CHAPITRE XI

La côte se dessinait, masse sombre sur le noir du ciel piqueté de quelques étoiles car Mérova ne possédait pas de lune.

-Nous approchons du plateau aride, au nord du marais, dit Ray. Les détecteurs restent muets. Aucun être vivant, aucune source d'énergie, aucune masse métallique. Je crains que ton hypothèse d'un vaisseau qui se serait posé dans cette région ne soit pas vérifiée.

Quelques points brillants apparurent sur l'écran du tableau de bord.

-Nous approchons du marais. Ce sont des échos biologiques correspondant à des animaux de petite taille, commenta Ray. Que décides-tu, Marc?

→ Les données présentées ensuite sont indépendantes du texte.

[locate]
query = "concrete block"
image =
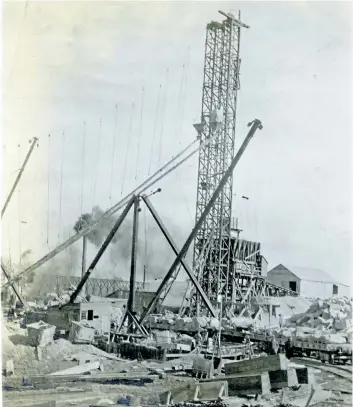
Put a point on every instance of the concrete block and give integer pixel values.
(257, 365)
(10, 368)
(38, 353)
(203, 391)
(203, 367)
(305, 375)
(249, 384)
(76, 370)
(211, 390)
(283, 378)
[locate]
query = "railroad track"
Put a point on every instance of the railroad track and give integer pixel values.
(344, 372)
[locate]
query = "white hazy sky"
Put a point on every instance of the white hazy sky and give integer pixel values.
(66, 63)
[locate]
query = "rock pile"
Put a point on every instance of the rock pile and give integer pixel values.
(172, 321)
(333, 314)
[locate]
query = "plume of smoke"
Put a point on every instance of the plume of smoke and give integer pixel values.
(43, 281)
(158, 258)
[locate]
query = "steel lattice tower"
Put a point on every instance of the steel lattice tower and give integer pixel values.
(218, 120)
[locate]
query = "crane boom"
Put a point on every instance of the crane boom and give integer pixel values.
(19, 175)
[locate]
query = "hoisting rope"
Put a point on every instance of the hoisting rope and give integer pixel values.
(19, 206)
(163, 115)
(61, 183)
(83, 164)
(154, 128)
(97, 163)
(140, 189)
(140, 134)
(128, 145)
(113, 155)
(48, 197)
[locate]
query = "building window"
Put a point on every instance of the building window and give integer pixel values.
(293, 285)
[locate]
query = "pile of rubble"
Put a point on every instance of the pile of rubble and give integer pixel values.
(193, 324)
(334, 315)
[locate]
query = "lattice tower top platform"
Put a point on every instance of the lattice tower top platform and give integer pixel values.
(218, 122)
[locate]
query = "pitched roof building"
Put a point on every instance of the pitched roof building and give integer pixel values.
(308, 282)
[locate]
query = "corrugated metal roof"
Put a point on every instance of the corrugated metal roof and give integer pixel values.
(312, 274)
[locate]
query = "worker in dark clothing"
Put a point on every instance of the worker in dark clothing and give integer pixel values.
(280, 320)
(274, 346)
(288, 349)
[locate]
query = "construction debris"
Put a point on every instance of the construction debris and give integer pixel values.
(40, 334)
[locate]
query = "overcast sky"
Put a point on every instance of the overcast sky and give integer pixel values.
(66, 63)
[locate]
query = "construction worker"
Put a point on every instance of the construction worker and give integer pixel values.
(288, 348)
(248, 343)
(280, 321)
(198, 339)
(275, 346)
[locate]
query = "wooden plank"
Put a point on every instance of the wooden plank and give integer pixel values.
(258, 365)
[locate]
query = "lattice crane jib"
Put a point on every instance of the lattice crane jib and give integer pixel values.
(218, 115)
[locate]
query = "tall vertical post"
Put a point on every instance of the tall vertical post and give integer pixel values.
(135, 227)
(218, 122)
(144, 277)
(83, 266)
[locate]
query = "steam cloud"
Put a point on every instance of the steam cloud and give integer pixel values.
(158, 257)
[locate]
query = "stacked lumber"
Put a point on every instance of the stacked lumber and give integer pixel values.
(261, 375)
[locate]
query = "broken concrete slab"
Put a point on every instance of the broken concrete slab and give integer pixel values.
(248, 384)
(40, 334)
(283, 378)
(76, 370)
(203, 391)
(258, 365)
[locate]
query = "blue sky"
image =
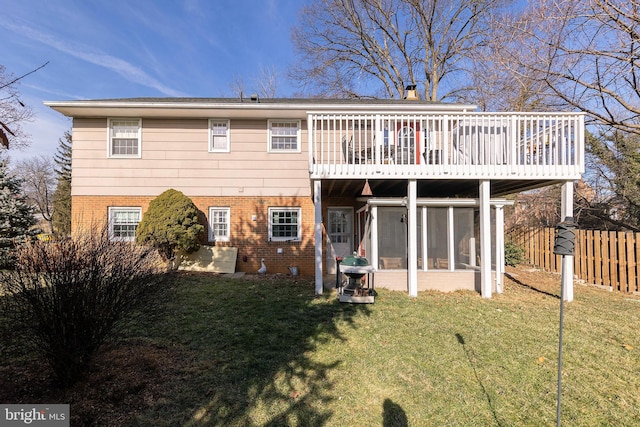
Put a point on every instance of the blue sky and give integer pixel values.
(121, 49)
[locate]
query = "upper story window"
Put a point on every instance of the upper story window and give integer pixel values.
(218, 135)
(285, 224)
(219, 224)
(123, 222)
(124, 137)
(284, 136)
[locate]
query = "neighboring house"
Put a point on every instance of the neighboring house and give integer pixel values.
(283, 179)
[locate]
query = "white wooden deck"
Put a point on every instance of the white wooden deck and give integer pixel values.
(547, 146)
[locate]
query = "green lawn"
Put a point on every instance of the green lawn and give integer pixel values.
(266, 352)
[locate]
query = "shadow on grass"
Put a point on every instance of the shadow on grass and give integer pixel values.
(472, 359)
(393, 415)
(533, 288)
(247, 350)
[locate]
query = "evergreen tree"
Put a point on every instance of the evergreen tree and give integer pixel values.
(16, 215)
(62, 195)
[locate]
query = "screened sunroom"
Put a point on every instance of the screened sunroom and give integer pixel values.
(447, 242)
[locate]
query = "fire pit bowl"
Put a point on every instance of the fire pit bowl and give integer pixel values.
(358, 289)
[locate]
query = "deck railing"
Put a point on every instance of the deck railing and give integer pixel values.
(454, 145)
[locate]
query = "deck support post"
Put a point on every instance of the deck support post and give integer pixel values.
(567, 260)
(412, 226)
(485, 239)
(317, 234)
(499, 248)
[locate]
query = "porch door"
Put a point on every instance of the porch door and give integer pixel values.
(339, 236)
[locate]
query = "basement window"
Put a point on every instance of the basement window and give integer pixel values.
(285, 224)
(123, 222)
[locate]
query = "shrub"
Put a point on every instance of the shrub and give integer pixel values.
(170, 224)
(70, 294)
(513, 254)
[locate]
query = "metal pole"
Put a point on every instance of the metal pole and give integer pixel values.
(560, 347)
(564, 245)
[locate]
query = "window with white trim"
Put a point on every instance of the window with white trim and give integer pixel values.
(284, 136)
(218, 135)
(285, 224)
(124, 137)
(219, 224)
(123, 222)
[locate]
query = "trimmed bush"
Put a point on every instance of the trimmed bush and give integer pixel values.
(513, 254)
(171, 224)
(70, 294)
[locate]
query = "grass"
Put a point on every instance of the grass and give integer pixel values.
(267, 352)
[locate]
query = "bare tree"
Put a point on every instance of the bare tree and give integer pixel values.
(267, 82)
(375, 48)
(587, 53)
(39, 183)
(13, 112)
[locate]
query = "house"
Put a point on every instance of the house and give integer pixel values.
(416, 187)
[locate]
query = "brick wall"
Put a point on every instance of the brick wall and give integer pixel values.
(247, 234)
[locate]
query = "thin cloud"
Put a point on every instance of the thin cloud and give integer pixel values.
(127, 70)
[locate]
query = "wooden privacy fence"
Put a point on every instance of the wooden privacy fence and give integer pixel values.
(603, 258)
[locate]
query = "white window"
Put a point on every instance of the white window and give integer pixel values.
(285, 224)
(284, 136)
(218, 135)
(123, 223)
(124, 137)
(219, 224)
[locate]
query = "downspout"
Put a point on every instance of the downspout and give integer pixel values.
(412, 255)
(485, 239)
(317, 202)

Il ne nous reste plus que trente minutes d'obscurité.

Se remémorer la géographie de l'île, la disposition des villages, les étapes de la précédente mission.

-Pose-toi à proximité du seul village qui existe entre Heva et le marais. Nous dirons que nous venons d'un village de montagne et que nous avons longé le fleuve. Si nous n'y apprenons rien, nous gagnerons la capitale.

Quelques minutes plus tard, le module prit contact en douceur avec le sol. Déjà Olivier s'apprêtait à ouvrir la porte mais Marc le retint :

-Nous devons attendre le résultat des analyseurs.

-Pourquoi ? Tu sais fort bien que l'atmosphère de Mérova est identique à celle de la Terre. Elle est même beaucoup moins polluée.

-Ce sont les consignes de sécurité! Qui sait si le hasard ne nous a pas fait atterrir dans une zone pestilentielle.

-Que de temps perdu!

-Mais peut-être quelques existences préservées.

Ray se manifesta psychiquement.

-Très bien, ton petit discours, ironisa-t-il. Crois bien qu'il est enregistré dans mes mémoires. Je ne manquerai pas de te le resservir à l'occasion!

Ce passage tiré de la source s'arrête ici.